Simply noting non-compliance with most of the targets, and addressing this observation by setting even more ambitious targets for 2030, without a change of approach, would undermine the credibility of public and private commitments
It is time to tackle these issues: just before the deadline, when precise assessments are released, it will be too late to take stock of the shortcomings of governance systems and commitments or to implement major organisational reforms. Simply noting non-compliance with most of the targets, and addressing this observation by setting even more ambitious targets for 2030, without a change of approach, would undermine the credibility of public and private commitments, even though the signs have been accumulating since at least the early 2000s, and governments had already collectively committed to halting biodiversity loss in 2002.
The example of the Paris Climate Agreement negotiations provides some valuable lessons on this issue. In particular, they demonstrate the importance—and difficulty—of articulating individual government commitments, which may be voluntary but are poorly regulated, and centred on the implementation of instruments for transition, with a global benchmark commitment (for the climate, decarbonising the economy and limiting global warming to well below 2°C). This articulation helps to encourage voluntary state commitments, especially through emulation; it also helps to determine whether total collective commitments are equal to the challenge (we know that this is not the case for the climate). This articulation will be difficult to achieve for biodiversity, but is one of the challenges to be tackled.
As we explain in an Issue Brief published a few days ago, initiatives for the reform of biodiversity governance should be organised on three overlapping levels: the level of the system of goals and targets, which needs to be thoroughly renewed to avoid a loss of credibility due to ambiguous targets; the level of the Convention itself, i.e. of commitments the countries agree to make under it; and the level of targeted legal instruments and initiatives (protocols), which could be used in association with the CBD.
Whatever the priorities or approaches to these issues, the fact remains that the 2020 deadline is crucial for the credibility of international biodiversity governance.
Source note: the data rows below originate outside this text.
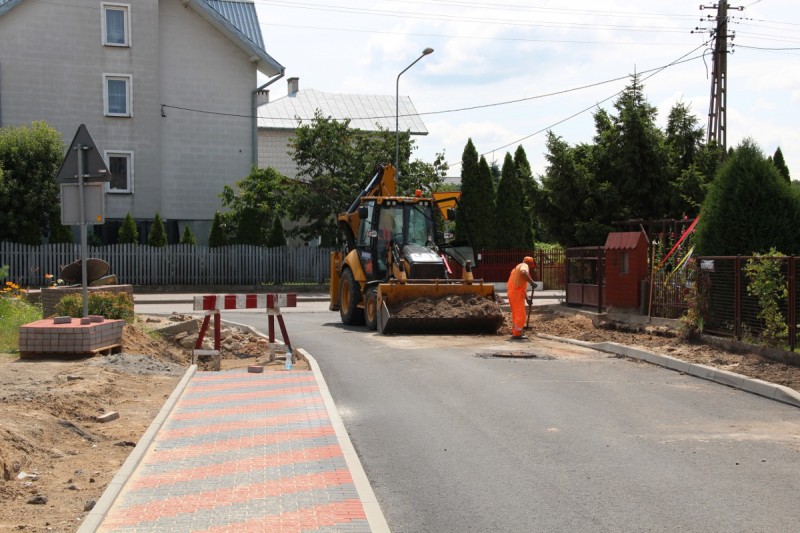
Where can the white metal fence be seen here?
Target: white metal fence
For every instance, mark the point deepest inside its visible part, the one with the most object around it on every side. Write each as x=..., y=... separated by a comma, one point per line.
x=178, y=264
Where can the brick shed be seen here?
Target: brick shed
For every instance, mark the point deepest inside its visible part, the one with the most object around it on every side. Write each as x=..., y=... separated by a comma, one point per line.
x=626, y=267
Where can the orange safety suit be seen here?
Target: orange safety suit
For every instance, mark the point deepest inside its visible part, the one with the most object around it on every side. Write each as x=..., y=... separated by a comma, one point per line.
x=517, y=288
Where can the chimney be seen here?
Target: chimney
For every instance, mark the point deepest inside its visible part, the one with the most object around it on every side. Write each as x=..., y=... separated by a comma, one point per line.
x=294, y=86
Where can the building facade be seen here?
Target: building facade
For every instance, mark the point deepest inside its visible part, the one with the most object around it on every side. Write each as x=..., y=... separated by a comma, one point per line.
x=166, y=88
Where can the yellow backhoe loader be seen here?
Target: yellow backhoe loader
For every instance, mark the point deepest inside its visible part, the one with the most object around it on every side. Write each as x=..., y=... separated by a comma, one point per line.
x=396, y=255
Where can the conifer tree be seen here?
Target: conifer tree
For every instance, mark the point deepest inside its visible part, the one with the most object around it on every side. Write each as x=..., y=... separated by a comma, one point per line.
x=780, y=164
x=476, y=205
x=530, y=190
x=157, y=236
x=511, y=222
x=128, y=232
x=749, y=208
x=188, y=236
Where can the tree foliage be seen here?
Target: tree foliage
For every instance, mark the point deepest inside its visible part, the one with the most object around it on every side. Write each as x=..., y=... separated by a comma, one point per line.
x=335, y=162
x=424, y=176
x=277, y=237
x=749, y=208
x=29, y=196
x=188, y=237
x=529, y=191
x=511, y=222
x=254, y=204
x=218, y=236
x=632, y=170
x=128, y=232
x=780, y=164
x=157, y=236
x=476, y=205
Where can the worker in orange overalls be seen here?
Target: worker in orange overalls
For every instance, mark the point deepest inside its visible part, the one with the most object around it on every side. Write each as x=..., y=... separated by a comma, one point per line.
x=517, y=288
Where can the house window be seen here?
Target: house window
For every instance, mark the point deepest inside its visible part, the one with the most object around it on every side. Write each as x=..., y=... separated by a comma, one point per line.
x=120, y=166
x=116, y=29
x=117, y=95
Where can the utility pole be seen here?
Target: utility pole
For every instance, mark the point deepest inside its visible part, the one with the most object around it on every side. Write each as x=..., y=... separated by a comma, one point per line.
x=718, y=106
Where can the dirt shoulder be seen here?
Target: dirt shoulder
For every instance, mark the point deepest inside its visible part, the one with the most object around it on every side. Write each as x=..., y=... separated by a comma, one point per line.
x=56, y=457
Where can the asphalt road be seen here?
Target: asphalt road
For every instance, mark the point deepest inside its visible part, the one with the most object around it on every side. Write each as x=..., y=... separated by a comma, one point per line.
x=454, y=439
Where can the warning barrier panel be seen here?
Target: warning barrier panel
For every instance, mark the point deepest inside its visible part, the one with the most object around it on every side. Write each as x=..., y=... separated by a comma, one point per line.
x=212, y=304
x=215, y=302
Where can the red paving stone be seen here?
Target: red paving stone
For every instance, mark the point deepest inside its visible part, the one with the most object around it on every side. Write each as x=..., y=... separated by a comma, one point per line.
x=316, y=517
x=241, y=483
x=248, y=424
x=168, y=455
x=209, y=500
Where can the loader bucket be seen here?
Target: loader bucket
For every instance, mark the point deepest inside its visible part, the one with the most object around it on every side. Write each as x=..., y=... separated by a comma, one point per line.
x=438, y=306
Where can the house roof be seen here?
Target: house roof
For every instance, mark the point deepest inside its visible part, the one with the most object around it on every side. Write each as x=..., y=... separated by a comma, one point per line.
x=624, y=240
x=365, y=111
x=236, y=19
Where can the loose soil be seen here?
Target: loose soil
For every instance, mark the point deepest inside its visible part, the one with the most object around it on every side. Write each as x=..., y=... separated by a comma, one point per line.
x=56, y=458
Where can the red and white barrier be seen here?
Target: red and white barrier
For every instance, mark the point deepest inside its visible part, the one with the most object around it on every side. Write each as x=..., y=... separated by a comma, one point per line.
x=212, y=304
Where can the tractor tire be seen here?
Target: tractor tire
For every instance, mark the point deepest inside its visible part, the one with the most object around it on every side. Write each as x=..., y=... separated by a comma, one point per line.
x=349, y=298
x=371, y=308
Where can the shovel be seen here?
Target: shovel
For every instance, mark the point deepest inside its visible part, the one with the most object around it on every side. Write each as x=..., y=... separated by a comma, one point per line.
x=530, y=304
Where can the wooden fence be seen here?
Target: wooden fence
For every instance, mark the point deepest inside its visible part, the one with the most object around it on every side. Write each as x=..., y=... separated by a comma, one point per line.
x=186, y=264
x=179, y=264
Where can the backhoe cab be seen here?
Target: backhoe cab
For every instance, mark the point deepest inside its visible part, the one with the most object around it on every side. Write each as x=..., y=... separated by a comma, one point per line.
x=396, y=253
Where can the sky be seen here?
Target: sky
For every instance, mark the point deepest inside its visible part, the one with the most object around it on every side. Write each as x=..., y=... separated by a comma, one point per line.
x=504, y=73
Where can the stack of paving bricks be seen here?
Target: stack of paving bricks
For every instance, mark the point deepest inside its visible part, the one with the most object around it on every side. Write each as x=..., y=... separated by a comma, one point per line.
x=65, y=335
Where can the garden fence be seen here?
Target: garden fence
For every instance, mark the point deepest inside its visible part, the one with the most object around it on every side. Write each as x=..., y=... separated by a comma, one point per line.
x=178, y=264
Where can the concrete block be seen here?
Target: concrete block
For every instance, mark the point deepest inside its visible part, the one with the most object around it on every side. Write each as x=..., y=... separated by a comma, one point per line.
x=729, y=378
x=107, y=417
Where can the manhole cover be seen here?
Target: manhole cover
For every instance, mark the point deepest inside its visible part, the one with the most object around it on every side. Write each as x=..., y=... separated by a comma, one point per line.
x=517, y=354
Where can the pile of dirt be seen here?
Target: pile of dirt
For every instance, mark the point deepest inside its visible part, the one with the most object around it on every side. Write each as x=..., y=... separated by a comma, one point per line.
x=452, y=306
x=569, y=324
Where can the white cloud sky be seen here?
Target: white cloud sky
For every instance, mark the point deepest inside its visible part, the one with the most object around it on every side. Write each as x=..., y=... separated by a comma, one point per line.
x=491, y=52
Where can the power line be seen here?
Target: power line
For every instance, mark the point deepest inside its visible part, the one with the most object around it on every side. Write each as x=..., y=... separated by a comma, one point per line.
x=653, y=72
x=467, y=37
x=457, y=18
x=683, y=59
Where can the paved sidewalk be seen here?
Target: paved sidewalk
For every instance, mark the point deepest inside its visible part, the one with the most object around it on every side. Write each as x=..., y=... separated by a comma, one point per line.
x=237, y=451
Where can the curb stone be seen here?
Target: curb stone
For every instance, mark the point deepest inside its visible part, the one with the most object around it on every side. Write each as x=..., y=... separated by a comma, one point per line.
x=724, y=377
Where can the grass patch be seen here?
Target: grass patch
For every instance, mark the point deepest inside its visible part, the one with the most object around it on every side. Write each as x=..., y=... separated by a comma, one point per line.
x=15, y=312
A major loss of credibility for the CBD would lend credence to the idea that biodiversity policies should only be developed, assessed and also financed at the national levels, without a global benchmark giving everyone a sense of responsibility for the long-term consequences of their choices, and enabling them to hold to account governments and companies of all types in all countries.
The next conference of the CBD will be held in Egypt at the end of this year, and will be the last major meeting before Beijing in 2020. We must hope for, and strive to achieve, an outburst among the international community. The desire of the host countries to reach a successful agreement, and especially China’s will to appear as a leader of multilateral diplomacy, will be a fulcrum to be mobilised. But we must ensure that the agreement reached in 2020 is based on commitments by the Parties that are truly operational, rather than on an ambiguous text devoid of political significance.